Xô, nostalgia

Augusto Fidelis

Na página 378 do best-seller “Lanternas ao Longe”, com um bilhão de exemplares vendidos em todo o planeta, dona Mariquita é enfática: “Quem remexe demais o passado é porque perdeu a perspectiva de futuro”. Na página seguinte, a autora clareia a sua opinião: “O passado passou, não volta mais; o futuro é uma possibilidade; a vida se vive no presente”.

Na sequência, a Internacional salienta que o ser humano deve projetar sua vida sempre para frente e para o alto, cada vez mais para o alto, nunca para trás, porque é perda de tempo. Concordo com dona Mariquita, mas não posso abrir mão totalmente da minha caixinha de lembranças. Não a abro com frequência nem a remexo com insistência, mas quando o faço é para buscar a energia acumulada, e assim impulsionar-me para frente e para o alto.

Hoje, porém, danei a me lembrar da Divinópolis antiga. Quando cheguei aqui, em maio de 1976,  para trabalhar na Companhia Siderúrgica Pains, o município celebrava aniversário, mas apenas 64 anos. Ora, a cidade que me marcou foi aquela que me acolheu. E como Divinópolis mudou! As pessoas eram mais amigas, mais solícitas, raros eram os casos de violência. Ainda se podia deixar a porta da sala aberta, sentar-se nas calçadas, brincar no meio da rua.

Eu morava num quartinho de pensão, na rua Rio de Janeiro, justamente no local onde hoje se ergue o JB Palace Hotel. Apesar do dinheiro minguado, dava-me ao luxo de tomar café na Padaria Divinópolis, frequentar a Casa da Manteiga, sentar-me à porta do Vaca na Brasa, ir ao Salão Paroquial de Santo Antônio, Sambão, Mangueira, aos cines Arte,  Divinópolis e Alhambra, não perdia a sessão das dez no Cine Popular.

Tinha lugar cativo no Santuário de Santo Antônio aos domingos, na missa das 19h.
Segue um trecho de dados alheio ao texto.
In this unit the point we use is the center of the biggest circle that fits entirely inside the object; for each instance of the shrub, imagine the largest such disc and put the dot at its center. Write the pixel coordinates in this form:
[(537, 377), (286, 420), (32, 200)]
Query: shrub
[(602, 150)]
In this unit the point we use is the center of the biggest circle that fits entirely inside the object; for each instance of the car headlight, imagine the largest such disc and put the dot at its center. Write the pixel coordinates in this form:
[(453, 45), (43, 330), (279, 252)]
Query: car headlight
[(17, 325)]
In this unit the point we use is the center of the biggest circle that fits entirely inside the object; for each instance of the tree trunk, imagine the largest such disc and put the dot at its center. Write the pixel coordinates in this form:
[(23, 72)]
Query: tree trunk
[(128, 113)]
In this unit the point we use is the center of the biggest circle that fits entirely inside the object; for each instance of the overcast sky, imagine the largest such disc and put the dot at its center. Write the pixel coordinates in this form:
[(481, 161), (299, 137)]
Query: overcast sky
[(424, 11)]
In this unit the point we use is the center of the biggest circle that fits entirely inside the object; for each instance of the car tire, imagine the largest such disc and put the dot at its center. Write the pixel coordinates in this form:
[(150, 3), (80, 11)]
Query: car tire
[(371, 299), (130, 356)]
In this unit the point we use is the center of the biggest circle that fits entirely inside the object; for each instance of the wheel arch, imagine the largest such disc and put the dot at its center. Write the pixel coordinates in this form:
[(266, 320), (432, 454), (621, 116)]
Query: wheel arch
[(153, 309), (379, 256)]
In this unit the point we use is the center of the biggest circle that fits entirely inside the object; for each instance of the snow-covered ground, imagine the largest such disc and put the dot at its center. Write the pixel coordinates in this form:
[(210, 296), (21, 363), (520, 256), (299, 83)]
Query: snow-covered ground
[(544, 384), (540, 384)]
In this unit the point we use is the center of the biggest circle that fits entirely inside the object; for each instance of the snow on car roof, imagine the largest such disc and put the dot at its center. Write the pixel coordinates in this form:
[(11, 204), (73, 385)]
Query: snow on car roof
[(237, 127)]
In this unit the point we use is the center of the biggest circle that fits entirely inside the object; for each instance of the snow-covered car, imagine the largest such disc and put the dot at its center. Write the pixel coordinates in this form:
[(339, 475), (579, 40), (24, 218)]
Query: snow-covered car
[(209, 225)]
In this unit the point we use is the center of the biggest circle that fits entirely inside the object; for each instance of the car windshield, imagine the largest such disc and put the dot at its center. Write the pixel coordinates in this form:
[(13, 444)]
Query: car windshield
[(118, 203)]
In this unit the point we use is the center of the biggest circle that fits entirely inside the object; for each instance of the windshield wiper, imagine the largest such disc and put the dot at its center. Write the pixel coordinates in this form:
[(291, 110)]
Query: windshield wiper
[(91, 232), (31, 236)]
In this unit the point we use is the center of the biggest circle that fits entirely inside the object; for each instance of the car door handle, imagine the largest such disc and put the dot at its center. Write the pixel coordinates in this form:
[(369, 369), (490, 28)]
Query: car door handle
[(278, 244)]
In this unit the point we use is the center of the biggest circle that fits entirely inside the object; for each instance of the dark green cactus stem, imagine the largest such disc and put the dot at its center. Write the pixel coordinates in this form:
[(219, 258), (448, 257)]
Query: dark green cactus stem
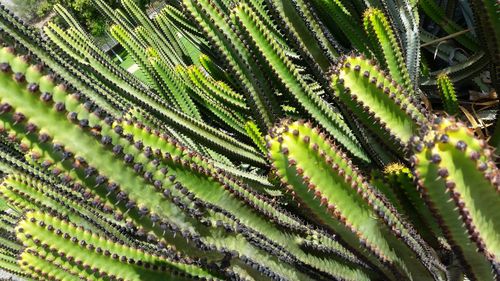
[(386, 48), (488, 30), (460, 183), (245, 70), (288, 74), (397, 184), (448, 95), (437, 14), (374, 97), (323, 180), (347, 21)]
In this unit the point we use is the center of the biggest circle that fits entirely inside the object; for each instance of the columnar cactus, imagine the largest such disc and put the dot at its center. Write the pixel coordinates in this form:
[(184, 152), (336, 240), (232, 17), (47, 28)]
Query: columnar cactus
[(201, 170)]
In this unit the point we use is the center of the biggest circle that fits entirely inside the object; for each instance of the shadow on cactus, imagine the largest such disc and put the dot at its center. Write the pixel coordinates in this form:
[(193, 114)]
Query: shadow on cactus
[(272, 140)]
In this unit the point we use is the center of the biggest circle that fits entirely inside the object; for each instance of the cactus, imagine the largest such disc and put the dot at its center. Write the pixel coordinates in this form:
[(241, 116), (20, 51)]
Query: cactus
[(448, 95), (271, 140)]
Sentava-me sempre ao lado das irmãs Rosalina e Maria Altina e estas se tornaram minhas amigas, às quais visitei enquanto viveram. Na Sexta-feira Santa, eu podia ser encontrado com facilidade junto à banda de música na procissão do enterro. A multidão descia a avenida Getúlio Vargas, de velas acesas, num grandioso espetáculo de fé.

Quando chegava o rodeio, a gente nem comprava ingresso. Já naquela época, o meu amigo Mário, mais audaz do que os outros, negociava com o vigia, que ficava no fundo do parque, e este permitia que toda a turma entrasse pelo buraco da cerca, uma aventura de dar frio na barriga. Enfim, Divinópolis era assim, um lugar de muitas promessas, de tantos amores, e um rio Itapecerica caudaloso, no qual ainda se podia banhar. Porém, fecho aqui a minha caixa de lembranças, porque o futuro há de ser de verás grandeza, para frente, para o alto!